Les trois policiers, deux hommes et un femme sont ressortis libres de leur garde à vue. Ils étaient auditionnés par l' IGPN depuis dimanche. Une information judiciaire a été ouverte par le parquet de Paris. De son côté, la famille de la passagère décédée porte plainte contre le conducteur et contre X.

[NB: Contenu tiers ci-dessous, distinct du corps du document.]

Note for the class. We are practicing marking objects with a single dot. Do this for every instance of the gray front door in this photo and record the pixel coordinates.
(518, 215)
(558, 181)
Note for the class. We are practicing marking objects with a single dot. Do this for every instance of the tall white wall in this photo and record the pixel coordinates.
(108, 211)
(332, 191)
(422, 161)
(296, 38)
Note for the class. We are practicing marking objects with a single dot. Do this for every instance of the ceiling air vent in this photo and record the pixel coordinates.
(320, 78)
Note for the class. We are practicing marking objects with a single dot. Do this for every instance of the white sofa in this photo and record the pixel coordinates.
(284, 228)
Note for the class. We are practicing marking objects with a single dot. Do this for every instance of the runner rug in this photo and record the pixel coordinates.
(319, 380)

Information judicaire ouverte
"Une information judiciaire a été ouverte ce jour à l’encontre des trois policiers des chefs de violences volontaires par personne dépositaire de l’autorité publique ayant entraîné la mort sans intention de la donner, violences volontaires par personne dépositaire de l’autorité publique avec usage ou menace d’une arme ayant entraîné une incapacité totale de travail de plus de huit jours et violences volontaires par personne dépositaire de l'autorité publique n’ayant pas entraîné d’incapacité totale de travail", a annoncé ce mardi la procureure de la République de Paris dans un communiqué.
Un appel à témoin va également être lancé par l'IGPN à la demande du parquet.

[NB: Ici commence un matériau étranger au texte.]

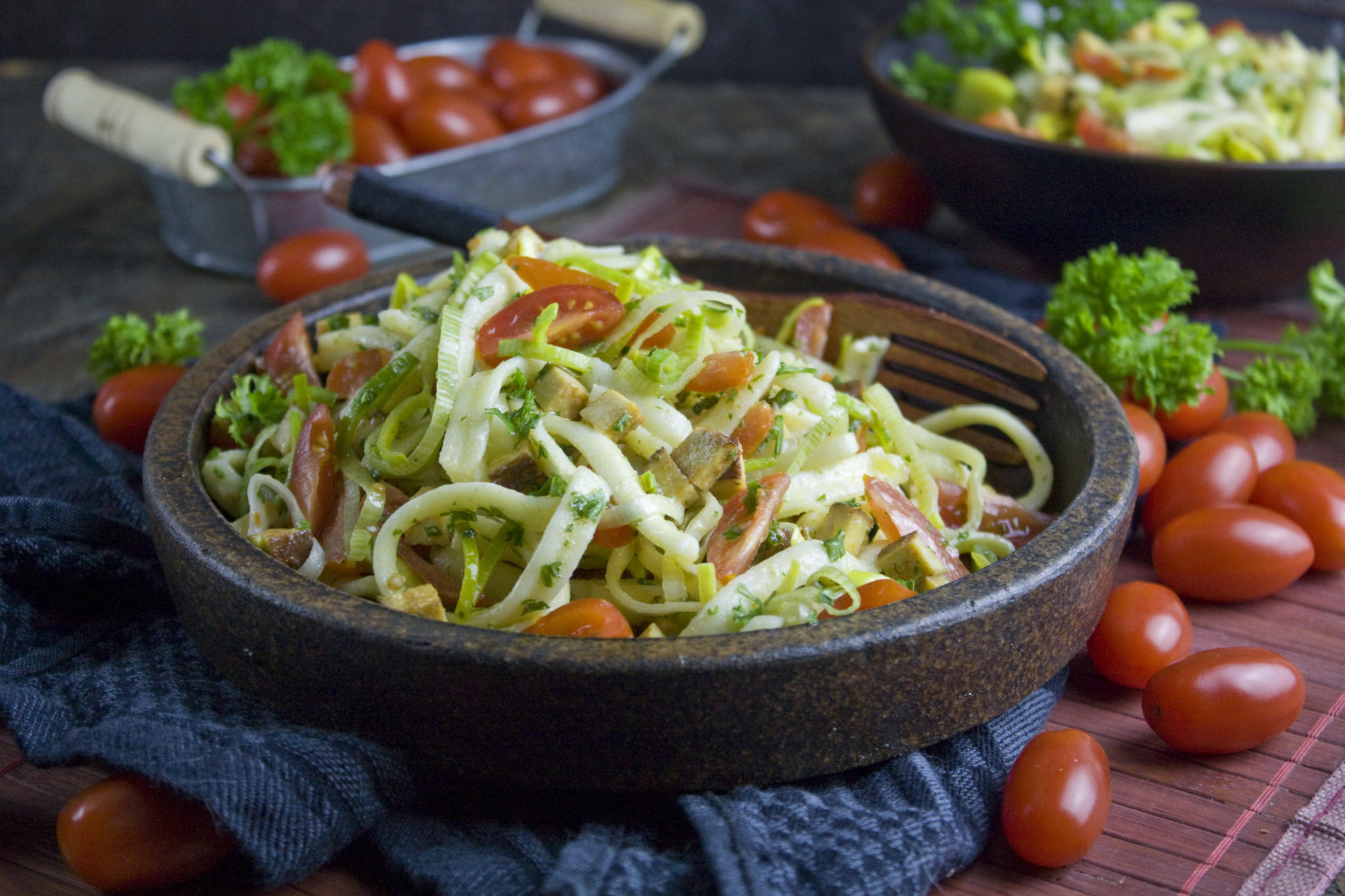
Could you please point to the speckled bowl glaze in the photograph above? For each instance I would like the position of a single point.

De leur côté, les trois policiers, deux hommes de 23 et 32 ans et une femme de 31 ans, qui étaient auditionnés depuis dimanche après-midi à l'IGPN, la police des polices, pour "violence avec arme par personne dépositaire de l'autorité publique", sont sortis de leur garde à vue, sans poursuites à ce stade. "Ils sortent libres de toute charge (...) L'enquête va se poursuivre sous une autre forme et ils donneront tous les éléments de réponse afin que la vérité se manifeste pleinement", a déclaré leur avocat, Me Laurent-Franck Liénard. "Ils n'ont rien à cacher et démontreront leur respect des règles et la légitimité de leur action", a-t-il ajouté.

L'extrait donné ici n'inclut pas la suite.